Friday, October 23, 2020

Challenging the Uyghur Congress Narrative

Inside the World Uyghur Congress: The US-Backed Right-Wing Regime Change Network Seeking the 'Fall of China'

by Ajit Singh - The GrayZone

March 5, 2020

While posing as a grassroots human rights organization, the World Uyghur Congress is a US-funded and directed separatist network that has forged alliances with far-right ethno-nationalist groups. The goal spelled out by its founders is clear: the destabilization of China and regime change in Beijing.

 

In recent years, few stories have generated as much outrage in the West as the condition of Uyghur Muslims in China.

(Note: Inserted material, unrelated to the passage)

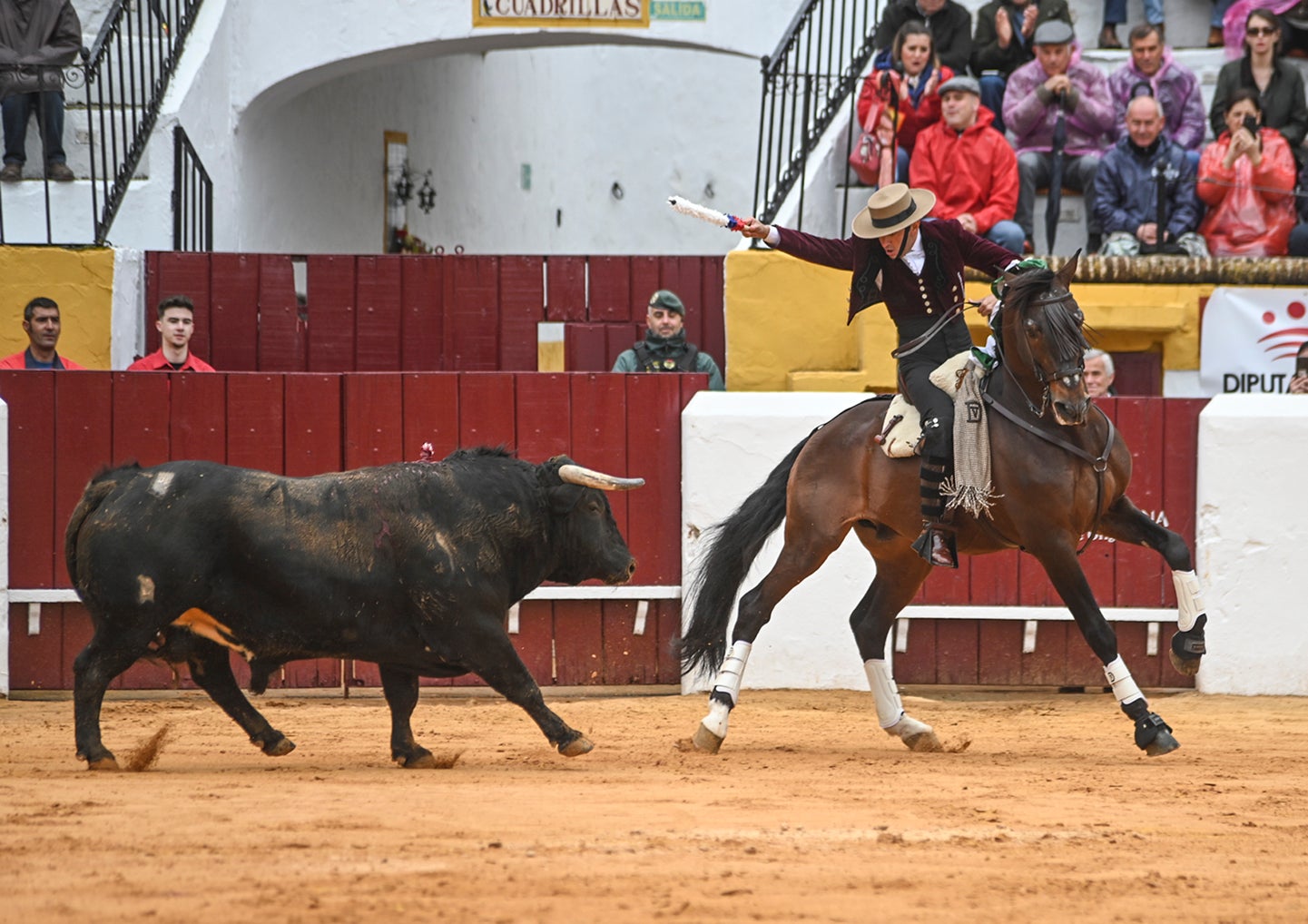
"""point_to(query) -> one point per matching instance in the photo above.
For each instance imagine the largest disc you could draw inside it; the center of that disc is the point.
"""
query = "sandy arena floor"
(810, 813)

Reporting on the issue is typically represented through seemingly spontaneous leaks of information and expressions of resistance by Uyghur human rights activists struggling to be heard against a tyrannical Chinese government.

 For complete article, please see source at The GrayZone here.

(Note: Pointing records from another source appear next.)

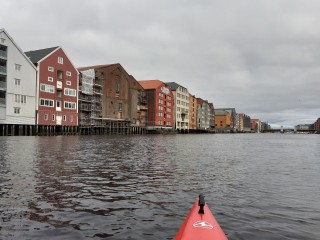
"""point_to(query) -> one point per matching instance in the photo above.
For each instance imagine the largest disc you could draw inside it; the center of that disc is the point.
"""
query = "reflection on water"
(259, 186)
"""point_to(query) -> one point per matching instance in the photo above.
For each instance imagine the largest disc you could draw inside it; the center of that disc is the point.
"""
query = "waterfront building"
(57, 90)
(222, 121)
(255, 125)
(233, 120)
(243, 123)
(17, 89)
(193, 111)
(181, 103)
(124, 106)
(211, 123)
(203, 116)
(90, 102)
(160, 105)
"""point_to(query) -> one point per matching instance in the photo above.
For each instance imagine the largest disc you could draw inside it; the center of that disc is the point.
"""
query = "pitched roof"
(36, 55)
(97, 66)
(174, 86)
(150, 84)
(16, 45)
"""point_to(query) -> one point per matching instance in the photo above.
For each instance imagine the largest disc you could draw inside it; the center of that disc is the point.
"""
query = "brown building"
(160, 104)
(123, 102)
(222, 121)
(57, 88)
(192, 113)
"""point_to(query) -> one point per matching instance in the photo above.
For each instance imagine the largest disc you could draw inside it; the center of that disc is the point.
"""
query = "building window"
(23, 99)
(70, 105)
(60, 60)
(70, 92)
(46, 102)
(17, 81)
(18, 67)
(117, 87)
(47, 88)
(16, 110)
(120, 106)
(60, 74)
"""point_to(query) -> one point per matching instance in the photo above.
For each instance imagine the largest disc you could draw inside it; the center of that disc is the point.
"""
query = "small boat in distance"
(200, 224)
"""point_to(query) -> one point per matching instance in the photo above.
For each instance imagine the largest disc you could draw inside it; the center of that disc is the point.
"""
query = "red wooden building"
(160, 104)
(57, 83)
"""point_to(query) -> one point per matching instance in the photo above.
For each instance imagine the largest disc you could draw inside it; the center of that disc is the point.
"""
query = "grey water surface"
(258, 186)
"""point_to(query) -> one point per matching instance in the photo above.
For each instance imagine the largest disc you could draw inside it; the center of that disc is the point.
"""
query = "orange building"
(160, 104)
(192, 112)
(222, 120)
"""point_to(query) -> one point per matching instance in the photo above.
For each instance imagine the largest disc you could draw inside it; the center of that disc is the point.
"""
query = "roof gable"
(16, 45)
(37, 55)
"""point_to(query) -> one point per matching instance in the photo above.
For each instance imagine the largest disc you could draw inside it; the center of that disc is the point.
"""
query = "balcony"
(3, 54)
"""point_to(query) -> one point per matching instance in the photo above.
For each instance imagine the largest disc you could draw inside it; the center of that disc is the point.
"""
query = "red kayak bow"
(200, 224)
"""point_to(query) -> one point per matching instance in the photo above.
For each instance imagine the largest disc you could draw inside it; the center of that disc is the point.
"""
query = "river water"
(258, 186)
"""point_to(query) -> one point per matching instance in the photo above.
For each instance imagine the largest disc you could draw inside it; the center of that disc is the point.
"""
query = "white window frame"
(70, 92)
(46, 102)
(60, 60)
(16, 110)
(70, 105)
(17, 81)
(17, 67)
(47, 88)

True or not, nearly everything that appears in Western media accounts of China’s Uyghur Muslims is the product of a carefully conceived media campaign generated by an apparatus of right-wing, anti-communist Uyghur separatists funded and trained by the US government.

A central gear in Washington’s new Cold War against China, this network has a long history of relationships with the US national security state and far-right ultra-nationalists.

At the heart of this movement is the World Uyghur Congress (WUC), an international Uyghur organization that claims to be engaged in a “peaceful, nonviolent, and democratic” struggle for “human rights.” The WUC considers China’s northwestern Xinjiang region to be East Turkestan, and sees its Uyghur Muslim inhabitants not as Chinese citizens but instead as members of a pan-Turkic nation stretching from Central Asia to Turkey. 

As this investigation establishes, the WUC is not a grassroots movement, but a US government-backed umbrella for several Washington-based outfits that also rely heavily on US funding and direction. Today, it is the main face and voice of a separatist operation dedicated to destabilizing the Xinjiang region of China and ultimately toppling the Chinese government.

While seeking to orchestrate a color revolution with the aim of regime change in Beijing, the WUC and its offshoots have forged ties with the Grey Wolves, a far-right Turkish organization that has been actively engaged in sectarian violence from Syria to East Asia.

None of these links seem to have troubled the WUC’s sponsors in Washington. If anything, they have added to the network’s appeal, consolidating it as one of the most potent political weapons the US wields in its new Cold War against China.